Brilhante e irreverente, fazia de cada palavra um
truque e de cada frase musical uma estripulia, de modo que sentimentos
e significados opostos podiam caber perfeitamente bem em cada uma
delas. E como música é a transmissão de um
estado de espírito, quando cantamos Trem das Onze,
nós sem perceber convertemos automaticamente "sinto
muito, amor, mas não pode ser" em "dá
licença que a noite é uma criança".
Ninguém sente muito esse "sinto muito",
a gente sempre canta rindo porque sabe que ali as palavras brincam
entre ser elas mesmas ou outra coisa. Tal como Adoniran.

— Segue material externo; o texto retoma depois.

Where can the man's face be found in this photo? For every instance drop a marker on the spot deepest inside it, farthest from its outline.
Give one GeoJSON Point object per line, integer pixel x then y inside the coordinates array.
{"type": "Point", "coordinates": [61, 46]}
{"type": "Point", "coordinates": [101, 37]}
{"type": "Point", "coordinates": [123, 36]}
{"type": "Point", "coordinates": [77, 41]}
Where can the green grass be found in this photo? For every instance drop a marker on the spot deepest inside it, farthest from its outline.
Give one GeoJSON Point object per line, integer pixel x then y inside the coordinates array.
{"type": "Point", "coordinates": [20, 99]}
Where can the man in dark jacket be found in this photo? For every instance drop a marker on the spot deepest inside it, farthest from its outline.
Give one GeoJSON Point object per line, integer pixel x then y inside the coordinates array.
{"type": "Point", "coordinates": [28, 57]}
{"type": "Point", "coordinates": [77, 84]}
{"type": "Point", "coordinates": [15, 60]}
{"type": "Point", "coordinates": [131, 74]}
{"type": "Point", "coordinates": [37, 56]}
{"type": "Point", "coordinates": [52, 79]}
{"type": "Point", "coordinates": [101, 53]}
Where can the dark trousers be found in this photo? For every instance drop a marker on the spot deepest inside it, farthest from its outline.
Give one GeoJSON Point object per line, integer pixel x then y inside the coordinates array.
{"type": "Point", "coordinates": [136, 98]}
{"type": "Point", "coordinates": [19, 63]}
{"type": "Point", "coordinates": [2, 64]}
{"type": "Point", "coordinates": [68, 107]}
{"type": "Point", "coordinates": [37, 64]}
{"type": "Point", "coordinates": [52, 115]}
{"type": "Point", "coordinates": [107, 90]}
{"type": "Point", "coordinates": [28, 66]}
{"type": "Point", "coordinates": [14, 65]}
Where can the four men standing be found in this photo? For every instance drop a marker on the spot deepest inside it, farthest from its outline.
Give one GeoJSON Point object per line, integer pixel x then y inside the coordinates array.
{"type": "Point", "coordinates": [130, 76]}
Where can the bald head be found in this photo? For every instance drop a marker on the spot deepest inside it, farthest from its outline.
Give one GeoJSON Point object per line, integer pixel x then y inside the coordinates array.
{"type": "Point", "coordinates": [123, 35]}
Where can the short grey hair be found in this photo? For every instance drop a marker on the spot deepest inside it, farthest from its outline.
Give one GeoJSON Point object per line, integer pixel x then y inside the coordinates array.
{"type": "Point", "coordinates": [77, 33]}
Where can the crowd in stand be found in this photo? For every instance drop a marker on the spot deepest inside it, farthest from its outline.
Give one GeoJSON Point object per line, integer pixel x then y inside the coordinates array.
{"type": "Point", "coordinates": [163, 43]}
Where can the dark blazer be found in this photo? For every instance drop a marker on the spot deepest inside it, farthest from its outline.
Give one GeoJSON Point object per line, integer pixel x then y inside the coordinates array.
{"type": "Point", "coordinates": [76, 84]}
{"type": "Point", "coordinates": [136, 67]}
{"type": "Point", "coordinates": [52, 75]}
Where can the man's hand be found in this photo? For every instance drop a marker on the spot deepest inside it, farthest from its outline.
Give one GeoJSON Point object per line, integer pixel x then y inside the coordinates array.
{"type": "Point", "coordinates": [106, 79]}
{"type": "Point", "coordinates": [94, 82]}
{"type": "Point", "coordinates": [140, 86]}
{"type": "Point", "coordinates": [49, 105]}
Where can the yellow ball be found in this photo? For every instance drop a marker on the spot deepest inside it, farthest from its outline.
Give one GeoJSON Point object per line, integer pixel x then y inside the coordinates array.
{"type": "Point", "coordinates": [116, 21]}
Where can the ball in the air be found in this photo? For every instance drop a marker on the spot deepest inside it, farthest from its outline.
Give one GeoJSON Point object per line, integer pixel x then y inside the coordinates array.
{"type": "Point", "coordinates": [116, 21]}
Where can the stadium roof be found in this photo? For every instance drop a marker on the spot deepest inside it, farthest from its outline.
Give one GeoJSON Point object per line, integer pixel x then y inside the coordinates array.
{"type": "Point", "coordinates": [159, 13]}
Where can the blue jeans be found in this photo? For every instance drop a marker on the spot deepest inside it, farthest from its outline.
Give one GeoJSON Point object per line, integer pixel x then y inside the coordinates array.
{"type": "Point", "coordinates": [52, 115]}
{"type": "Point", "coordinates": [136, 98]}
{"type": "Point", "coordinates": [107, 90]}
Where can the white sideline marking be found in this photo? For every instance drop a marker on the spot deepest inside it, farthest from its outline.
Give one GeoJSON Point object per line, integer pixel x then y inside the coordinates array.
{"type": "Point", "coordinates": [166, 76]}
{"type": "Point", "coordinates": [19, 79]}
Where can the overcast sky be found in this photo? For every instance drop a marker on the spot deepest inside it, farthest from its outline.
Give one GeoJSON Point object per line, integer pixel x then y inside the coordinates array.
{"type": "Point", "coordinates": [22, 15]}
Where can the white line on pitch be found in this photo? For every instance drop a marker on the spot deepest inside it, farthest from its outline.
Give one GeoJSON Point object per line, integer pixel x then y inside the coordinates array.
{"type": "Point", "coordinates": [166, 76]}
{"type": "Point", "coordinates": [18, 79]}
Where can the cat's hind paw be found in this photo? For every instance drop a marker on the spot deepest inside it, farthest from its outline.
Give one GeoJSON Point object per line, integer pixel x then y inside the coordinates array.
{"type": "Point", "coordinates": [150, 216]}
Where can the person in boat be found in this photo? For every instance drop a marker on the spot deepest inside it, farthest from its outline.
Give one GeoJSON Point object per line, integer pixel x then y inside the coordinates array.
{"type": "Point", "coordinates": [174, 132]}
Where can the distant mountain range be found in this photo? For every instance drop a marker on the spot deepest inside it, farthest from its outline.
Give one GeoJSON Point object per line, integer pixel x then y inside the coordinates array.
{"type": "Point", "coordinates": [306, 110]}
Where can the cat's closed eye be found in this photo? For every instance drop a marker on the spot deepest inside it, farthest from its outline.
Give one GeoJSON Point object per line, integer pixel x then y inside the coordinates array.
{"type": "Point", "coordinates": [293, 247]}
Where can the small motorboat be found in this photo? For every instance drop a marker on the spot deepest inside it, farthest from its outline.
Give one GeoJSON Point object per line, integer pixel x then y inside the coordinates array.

O biógrafo Ayrton Mugnaini Jr. diz o seguinte:
"...elo entre a velha guarda e as novas gerações,
humorista e humanista, a um só tempo simples e complexo,
antigo e moderno, lírico e irônico, Adoniran é
realmente único." (Adoniran: dá licença
de contar, editora 34, São Paulo, 2002).
Esta descrição cabe como uma luva no
mapa da certidão, que tem Ascendente Áries com Saturno
em Touro na 1; Urano conjunto ao Meio do Céu opondo-se à
conjunção Vênus-Netuno; e Marte-Mercúrio
em Virgem em trígono com Ascendente e Saturno. Júpiter
e Vênus formam quadratura mas Júpiter está em
Libra, signo regido por Vênus e Vênus está em
Câncer, signo de exaltação de Júpiter.
Pelo que pude observar, esse mapa responde bem aos acontecimentos
da vida de Adoniran. Sua filha Maria Helena Rubinato gentilmente
me informou que a família comemorava o aniversário
do pai a 6 de agosto e considerava o ano de 1910. Sendo o
nascimento no dia 6, e supondo-se a mesma hora, o mapa muda pouco,
ficando a Lua em conjunção a Mercúrio e Marte
em Virgem, na quinta casa. A hora pode ser correta. Por exemplo,
em 19 de maio de 1939, quando sua mãe morreu, Plutão
estava no Fundo do Céu e Marte cortou o Meio do Céu
entre os dias 17 e 23.
Em qualquer das datas (mesmo em 1912), Saturno estava
em Touro à disposição de Vênus em conjunção
com Netuno. E o sucesso artístico com que Adoniran sempre
sonhou custou-lhe mesmo saturninos esforços:
Nada meu foi conseguido com facilidade. Tudo parecia
com alguém que quisesse entrar num elevador e, embora havendo
lugar, o cabineiro, que não ia com a minha cara, logo dizia:
"tá lotado!".
Mas a alma moleca e a insistência ariana nunca
desistiram de mostrar ao mundo seu brilho leonino.